The Pitt BioForge facility is far from complete, but its team is already launching projects that could make new medicines more affordable.
“Certainly, if there are more projects that come to us that we have the capacity to handle, we will take those on as well.”
Kinsey Casey, BioForge’s chief administrative officer
The $250 million biomanufacturing facility at Hazelwood Green may not be fully move-in ready until 2028, according to Kinsey Casey, BioForge’s chief administrative officer. But the facility’s team is already hard at work launching its first projects while still operating out of a temporary lab facility in the Riviera building on Technology Drive.
“We’ve already started and completed one project that had a great outcome,” Casey told Technical.ly about Panther Life Sciences, the facility’s first completed project. “The company we worked with decided to expand their research and manufacturing facilities in Pittsburgh instead of relocating to where they [were] based.”
Working with the New York-based company Panther Life Sciences, the BioForge team developed microneedle patches that deliver skin cancer treatments. Over the course of the 10-month project, the team reduced the development costs of these products by nearly half and created two patentable technologies in the process, Casey said.
BioForge’s next initiative — a marketplace platform that helps researchers buy mRNA from manufacturers — is set to hit the marketplace next month.

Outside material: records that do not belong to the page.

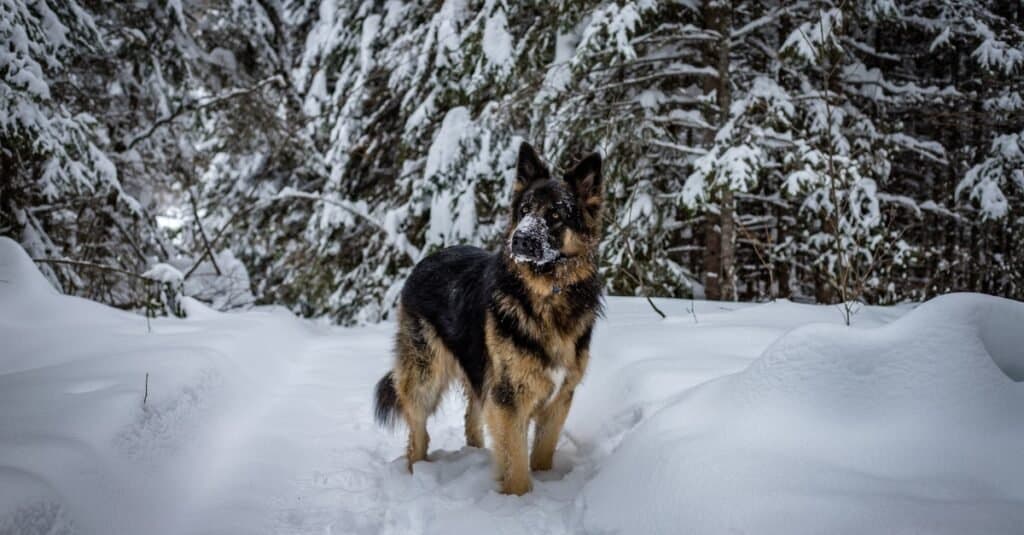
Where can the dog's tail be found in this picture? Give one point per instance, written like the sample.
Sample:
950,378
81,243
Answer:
386,404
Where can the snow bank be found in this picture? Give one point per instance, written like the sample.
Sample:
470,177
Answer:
913,426
79,450
722,417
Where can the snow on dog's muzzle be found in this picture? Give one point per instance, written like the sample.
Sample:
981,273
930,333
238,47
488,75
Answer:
529,242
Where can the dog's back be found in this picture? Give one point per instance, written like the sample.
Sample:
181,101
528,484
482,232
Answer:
450,291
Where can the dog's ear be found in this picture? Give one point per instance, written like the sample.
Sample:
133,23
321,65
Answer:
529,167
585,179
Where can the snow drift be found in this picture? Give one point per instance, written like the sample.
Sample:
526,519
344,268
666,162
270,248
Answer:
913,426
723,417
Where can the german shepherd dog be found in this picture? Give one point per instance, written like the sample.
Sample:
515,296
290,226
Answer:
513,327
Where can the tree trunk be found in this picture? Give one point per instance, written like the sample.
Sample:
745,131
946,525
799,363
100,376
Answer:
720,256
728,246
713,258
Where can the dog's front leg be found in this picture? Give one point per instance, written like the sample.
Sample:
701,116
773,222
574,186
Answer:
508,422
549,425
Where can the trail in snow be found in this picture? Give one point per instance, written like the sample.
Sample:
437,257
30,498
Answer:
729,420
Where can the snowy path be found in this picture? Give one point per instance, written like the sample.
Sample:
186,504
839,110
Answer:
736,418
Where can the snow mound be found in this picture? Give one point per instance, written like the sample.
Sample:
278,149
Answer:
912,426
18,276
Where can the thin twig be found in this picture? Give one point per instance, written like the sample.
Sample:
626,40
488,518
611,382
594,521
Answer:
81,263
200,105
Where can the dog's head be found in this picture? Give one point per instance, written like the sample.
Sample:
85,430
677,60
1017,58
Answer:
554,221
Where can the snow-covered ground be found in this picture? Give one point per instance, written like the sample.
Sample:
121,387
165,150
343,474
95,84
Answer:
730,418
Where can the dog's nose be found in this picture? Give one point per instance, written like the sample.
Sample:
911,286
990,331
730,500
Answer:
525,245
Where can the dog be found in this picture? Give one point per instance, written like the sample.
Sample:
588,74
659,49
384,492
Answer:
513,327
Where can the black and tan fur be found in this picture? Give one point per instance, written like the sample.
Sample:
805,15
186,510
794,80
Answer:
512,329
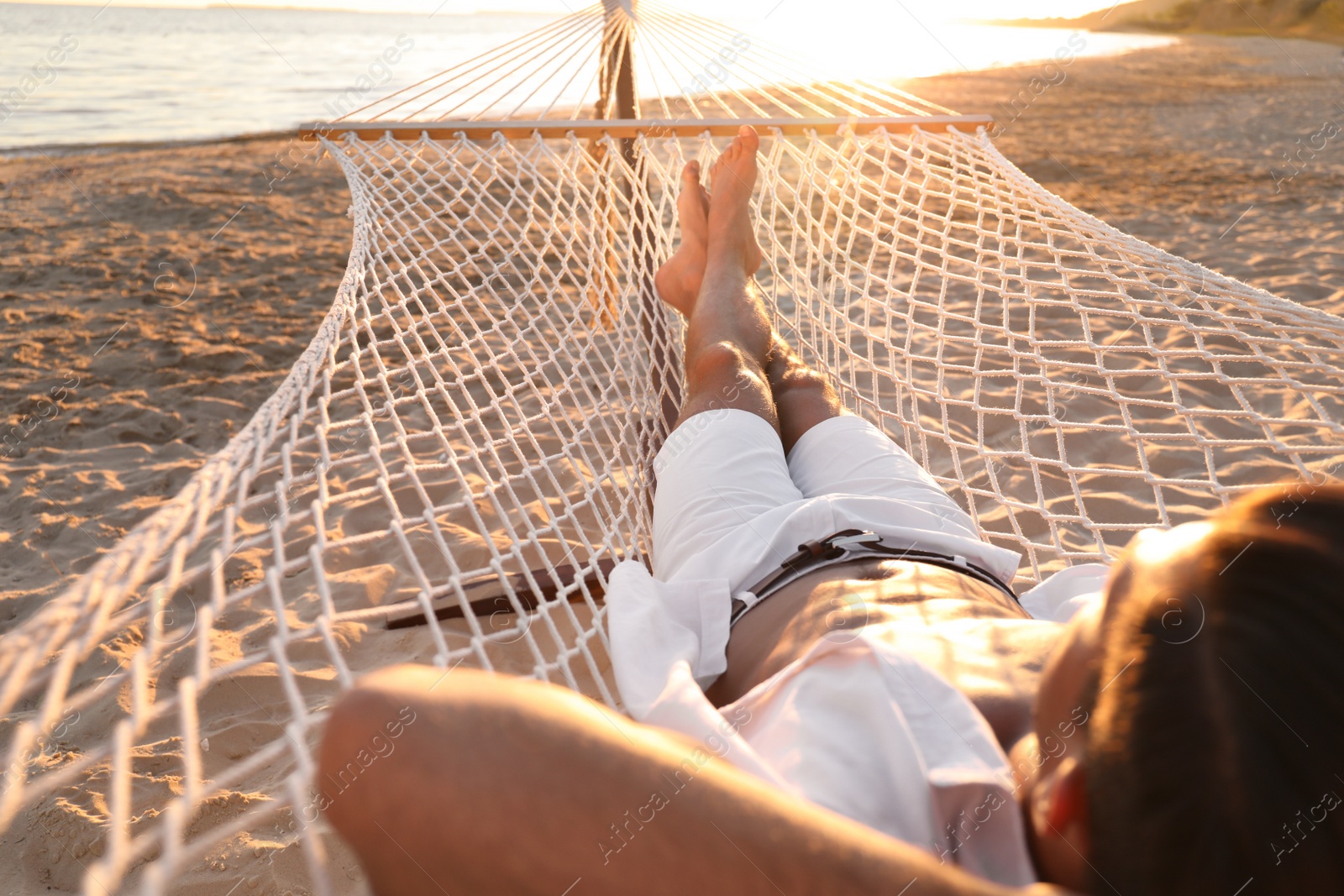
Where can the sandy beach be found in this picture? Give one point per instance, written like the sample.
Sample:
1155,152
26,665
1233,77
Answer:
155,296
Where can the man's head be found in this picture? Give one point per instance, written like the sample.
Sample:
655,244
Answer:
1209,689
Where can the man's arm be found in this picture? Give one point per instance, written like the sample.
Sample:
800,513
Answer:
508,786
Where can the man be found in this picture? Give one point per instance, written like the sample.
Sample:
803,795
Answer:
880,715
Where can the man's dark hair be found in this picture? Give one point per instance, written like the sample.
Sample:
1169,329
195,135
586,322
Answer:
1215,761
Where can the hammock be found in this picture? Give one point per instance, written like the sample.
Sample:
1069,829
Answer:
467,443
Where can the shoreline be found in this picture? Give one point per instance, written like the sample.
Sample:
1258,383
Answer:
155,297
178,281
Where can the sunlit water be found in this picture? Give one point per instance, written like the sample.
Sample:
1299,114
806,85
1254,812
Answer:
81,76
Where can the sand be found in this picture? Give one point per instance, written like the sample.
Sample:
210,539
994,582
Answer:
118,391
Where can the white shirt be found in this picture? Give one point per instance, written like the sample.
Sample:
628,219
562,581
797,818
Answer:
859,725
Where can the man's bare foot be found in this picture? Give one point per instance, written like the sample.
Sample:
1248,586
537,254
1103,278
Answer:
679,277
732,181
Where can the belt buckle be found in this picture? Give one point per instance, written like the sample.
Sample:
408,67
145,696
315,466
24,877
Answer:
850,542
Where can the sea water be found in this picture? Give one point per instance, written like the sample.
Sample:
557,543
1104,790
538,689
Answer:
89,74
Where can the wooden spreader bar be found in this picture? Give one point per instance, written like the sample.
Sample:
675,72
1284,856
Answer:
559,128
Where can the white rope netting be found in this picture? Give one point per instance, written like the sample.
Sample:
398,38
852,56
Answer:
481,406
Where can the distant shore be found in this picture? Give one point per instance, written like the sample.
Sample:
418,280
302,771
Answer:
154,296
1320,22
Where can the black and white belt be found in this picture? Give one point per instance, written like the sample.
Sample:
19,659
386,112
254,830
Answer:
842,547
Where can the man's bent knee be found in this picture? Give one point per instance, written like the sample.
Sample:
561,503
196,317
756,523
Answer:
723,376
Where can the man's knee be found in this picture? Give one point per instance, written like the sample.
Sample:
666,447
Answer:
721,363
800,379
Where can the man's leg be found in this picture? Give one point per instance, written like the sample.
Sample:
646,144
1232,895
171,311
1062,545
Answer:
729,338
497,785
803,396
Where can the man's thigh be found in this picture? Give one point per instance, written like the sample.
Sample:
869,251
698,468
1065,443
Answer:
496,785
718,473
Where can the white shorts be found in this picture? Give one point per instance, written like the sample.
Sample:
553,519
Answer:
730,504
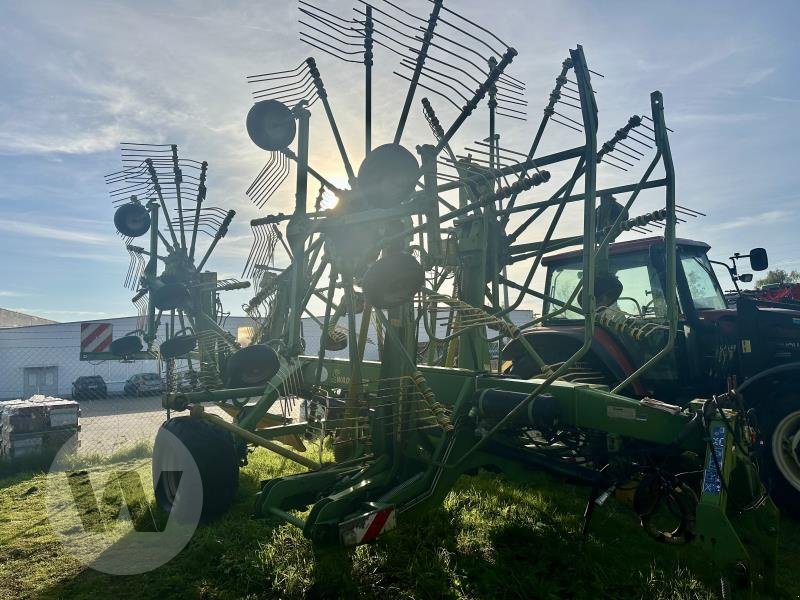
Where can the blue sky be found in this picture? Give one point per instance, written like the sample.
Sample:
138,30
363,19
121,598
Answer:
79,77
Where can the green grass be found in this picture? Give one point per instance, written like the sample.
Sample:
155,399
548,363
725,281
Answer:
490,539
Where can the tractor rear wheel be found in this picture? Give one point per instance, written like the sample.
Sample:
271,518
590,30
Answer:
780,426
214,453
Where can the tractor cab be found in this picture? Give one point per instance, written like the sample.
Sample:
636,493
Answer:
714,343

The platform is already being tested by groups like Pitt’s Center for Vaccine Research and is set to make a public debut in November.
Purchasing mRNA from a manufacturer is “extremely expensive,” so hopefully this new platform will create an “explosion of innovation and commercialization,” Casey said. “mRNA can create vaccines, which we all heard about during the COVID pandemic, but it also can prove useful for various different treatments and therapies.”

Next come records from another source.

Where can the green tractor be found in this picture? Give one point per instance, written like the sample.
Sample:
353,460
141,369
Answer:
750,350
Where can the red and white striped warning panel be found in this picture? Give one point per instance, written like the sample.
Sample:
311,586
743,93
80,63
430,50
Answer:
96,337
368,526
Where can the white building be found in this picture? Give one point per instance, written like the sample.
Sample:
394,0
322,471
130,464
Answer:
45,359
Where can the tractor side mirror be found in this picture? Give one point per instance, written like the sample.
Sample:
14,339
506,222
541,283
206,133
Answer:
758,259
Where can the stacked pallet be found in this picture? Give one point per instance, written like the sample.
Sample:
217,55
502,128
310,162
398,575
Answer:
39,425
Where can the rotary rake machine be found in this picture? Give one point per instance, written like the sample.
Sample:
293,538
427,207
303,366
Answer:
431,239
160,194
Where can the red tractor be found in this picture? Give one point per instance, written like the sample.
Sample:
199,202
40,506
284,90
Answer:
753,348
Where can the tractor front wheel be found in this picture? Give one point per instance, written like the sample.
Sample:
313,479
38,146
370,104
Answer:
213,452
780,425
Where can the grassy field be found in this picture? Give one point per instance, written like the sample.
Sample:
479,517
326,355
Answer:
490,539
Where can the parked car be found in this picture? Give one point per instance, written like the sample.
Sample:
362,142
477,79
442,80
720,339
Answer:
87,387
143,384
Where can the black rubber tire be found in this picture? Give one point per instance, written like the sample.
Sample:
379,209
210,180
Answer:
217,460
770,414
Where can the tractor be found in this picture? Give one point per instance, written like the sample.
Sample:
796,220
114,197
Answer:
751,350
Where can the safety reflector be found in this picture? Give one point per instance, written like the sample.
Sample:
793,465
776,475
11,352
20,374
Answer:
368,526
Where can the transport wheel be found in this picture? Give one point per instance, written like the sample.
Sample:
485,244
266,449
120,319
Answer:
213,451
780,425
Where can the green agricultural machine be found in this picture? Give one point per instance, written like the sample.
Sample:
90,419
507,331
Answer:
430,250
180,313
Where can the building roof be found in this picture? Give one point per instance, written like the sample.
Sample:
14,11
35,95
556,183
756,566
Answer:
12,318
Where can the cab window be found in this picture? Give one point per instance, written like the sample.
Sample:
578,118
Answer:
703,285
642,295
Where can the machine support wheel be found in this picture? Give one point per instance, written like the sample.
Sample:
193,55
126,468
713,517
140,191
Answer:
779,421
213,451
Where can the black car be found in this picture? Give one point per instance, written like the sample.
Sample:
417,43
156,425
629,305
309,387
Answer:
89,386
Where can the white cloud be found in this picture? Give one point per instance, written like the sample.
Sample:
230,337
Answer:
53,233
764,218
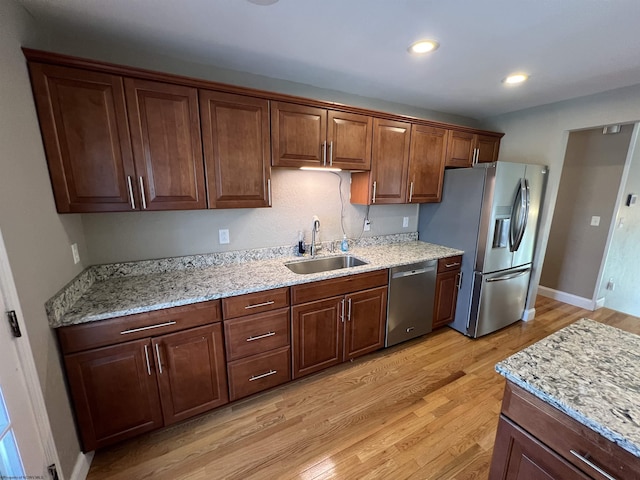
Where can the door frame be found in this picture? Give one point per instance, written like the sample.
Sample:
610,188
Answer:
9,292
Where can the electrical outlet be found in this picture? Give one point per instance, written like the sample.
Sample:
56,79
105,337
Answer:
74,252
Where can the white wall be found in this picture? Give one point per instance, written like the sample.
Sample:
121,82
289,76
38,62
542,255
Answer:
624,250
539,135
36,237
297,196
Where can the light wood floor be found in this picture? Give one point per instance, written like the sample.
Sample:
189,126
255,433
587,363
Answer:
425,409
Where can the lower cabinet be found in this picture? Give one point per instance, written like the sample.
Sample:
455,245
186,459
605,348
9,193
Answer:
121,390
447,285
332,330
537,441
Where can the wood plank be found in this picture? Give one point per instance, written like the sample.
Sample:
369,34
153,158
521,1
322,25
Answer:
424,409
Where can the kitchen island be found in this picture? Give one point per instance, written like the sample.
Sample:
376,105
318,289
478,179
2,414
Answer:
571,407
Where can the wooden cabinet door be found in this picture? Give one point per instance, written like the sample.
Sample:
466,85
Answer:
191,371
318,332
165,133
426,163
520,456
487,148
390,161
236,142
459,149
298,135
114,392
349,137
365,324
84,127
446,297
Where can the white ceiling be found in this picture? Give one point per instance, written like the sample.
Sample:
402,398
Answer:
570,48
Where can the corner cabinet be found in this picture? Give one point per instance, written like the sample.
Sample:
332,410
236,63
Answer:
465,149
337,320
407,166
236,141
131,375
535,440
304,136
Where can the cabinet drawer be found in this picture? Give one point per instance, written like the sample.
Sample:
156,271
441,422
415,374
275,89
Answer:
76,338
566,435
241,305
259,372
308,292
258,333
449,264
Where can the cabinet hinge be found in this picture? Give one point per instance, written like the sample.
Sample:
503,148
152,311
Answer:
13,323
53,472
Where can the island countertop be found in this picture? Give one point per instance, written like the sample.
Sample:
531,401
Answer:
591,372
122,289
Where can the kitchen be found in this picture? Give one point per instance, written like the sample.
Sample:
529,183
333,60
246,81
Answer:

Innovating under constraints
Specialized, life-saving medicines are developed every day, but their price tags put them out of reach for many patients who need them most, according to Ken Gabriel, CEO of Pitt BioForge.
Since manufacturing complexity can add to the steep bills for specialized medicine, BioForge tests new techniques for biomanufacturing so that the private sector can adopt them, potentially leading to better outcomes for patients, Gabriel said at the University of Pittsburgh’s Global Innovation Summit earlier this week.

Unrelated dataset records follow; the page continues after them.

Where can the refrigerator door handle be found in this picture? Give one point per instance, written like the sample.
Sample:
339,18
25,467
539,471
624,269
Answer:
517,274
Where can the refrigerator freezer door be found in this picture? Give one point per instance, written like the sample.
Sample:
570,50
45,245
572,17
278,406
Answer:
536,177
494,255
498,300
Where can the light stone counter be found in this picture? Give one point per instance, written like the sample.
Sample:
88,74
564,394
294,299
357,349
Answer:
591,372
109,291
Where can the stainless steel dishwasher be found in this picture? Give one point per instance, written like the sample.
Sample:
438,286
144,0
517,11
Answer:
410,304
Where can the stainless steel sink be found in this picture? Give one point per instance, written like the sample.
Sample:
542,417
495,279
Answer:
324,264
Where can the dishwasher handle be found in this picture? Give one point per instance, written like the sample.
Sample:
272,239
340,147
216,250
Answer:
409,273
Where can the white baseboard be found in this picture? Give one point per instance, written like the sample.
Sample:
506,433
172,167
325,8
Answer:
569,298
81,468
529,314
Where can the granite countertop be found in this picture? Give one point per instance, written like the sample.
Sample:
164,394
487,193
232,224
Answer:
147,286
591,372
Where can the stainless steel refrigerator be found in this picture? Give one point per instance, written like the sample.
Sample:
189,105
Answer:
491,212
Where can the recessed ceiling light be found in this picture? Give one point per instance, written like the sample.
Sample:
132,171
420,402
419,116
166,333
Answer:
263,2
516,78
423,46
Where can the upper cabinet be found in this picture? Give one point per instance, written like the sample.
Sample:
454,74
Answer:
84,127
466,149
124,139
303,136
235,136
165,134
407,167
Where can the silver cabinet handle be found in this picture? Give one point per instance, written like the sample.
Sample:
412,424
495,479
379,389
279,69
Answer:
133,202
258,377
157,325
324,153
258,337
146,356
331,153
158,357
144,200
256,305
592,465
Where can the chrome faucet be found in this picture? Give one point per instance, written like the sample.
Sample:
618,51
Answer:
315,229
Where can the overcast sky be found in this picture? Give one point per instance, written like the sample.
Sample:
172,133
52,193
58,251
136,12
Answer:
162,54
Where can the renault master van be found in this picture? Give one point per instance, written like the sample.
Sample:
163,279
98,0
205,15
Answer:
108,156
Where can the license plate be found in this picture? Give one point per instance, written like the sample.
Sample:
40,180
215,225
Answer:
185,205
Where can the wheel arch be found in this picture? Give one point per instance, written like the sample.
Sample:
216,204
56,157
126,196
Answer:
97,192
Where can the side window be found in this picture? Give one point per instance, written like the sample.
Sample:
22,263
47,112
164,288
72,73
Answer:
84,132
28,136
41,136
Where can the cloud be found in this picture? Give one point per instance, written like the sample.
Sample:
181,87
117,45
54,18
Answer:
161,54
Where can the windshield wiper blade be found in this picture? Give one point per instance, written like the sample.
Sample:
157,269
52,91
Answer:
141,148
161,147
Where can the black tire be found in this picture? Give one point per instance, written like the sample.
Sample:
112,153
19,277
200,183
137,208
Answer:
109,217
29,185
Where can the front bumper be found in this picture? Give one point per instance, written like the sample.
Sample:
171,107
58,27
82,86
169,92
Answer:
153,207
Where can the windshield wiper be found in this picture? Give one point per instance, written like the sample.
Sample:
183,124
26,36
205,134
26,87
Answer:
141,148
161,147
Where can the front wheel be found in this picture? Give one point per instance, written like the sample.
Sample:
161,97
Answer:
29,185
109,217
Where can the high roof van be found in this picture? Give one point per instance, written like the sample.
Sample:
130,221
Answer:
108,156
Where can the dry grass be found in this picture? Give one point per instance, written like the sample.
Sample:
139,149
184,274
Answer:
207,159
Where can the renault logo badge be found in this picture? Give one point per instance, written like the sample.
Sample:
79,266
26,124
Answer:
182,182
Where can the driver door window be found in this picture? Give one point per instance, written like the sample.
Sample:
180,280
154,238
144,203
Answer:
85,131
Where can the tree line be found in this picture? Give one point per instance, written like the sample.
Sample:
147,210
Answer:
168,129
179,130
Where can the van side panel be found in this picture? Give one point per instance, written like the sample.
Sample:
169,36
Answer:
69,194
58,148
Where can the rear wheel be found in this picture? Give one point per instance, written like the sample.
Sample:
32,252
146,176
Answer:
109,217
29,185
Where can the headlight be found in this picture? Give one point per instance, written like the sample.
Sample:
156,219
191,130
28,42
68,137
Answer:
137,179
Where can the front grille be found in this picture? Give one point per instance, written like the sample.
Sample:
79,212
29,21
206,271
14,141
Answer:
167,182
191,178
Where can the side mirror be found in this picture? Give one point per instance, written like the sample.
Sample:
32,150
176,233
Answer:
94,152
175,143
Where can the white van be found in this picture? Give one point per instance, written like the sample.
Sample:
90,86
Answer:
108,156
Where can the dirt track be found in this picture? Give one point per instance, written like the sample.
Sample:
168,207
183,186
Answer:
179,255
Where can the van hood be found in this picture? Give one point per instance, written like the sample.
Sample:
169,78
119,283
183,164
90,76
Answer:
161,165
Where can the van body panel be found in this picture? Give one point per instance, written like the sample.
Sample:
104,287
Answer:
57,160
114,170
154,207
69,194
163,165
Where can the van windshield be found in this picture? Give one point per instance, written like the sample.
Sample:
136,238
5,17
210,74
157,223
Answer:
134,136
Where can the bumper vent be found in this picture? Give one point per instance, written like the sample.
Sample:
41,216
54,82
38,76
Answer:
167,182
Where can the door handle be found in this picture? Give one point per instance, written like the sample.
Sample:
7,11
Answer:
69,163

So far, all of BioForge’s projects have been connected to Pitt in some way due to the university’s large research output, Casey said, but that won’t necessarily be the case in the future.
BioForge welcomes other universities, startups and private companies to pitch new projects. However, the team is currently limited in what it can take on due to its limited space while it waits for the BioForge facility to finish construction.
Recent federal funding cuts mean Pitt has less money to support spaces dedicated to research projects like BioForge, according to Casey, but despite that, the team isn’t slowing down.
“We have two more projects already in the pipeline that we’re working through,” Casey said. “Certainly, if there are more projects that come to us that we have the capacity to handle, we will take those on as well.”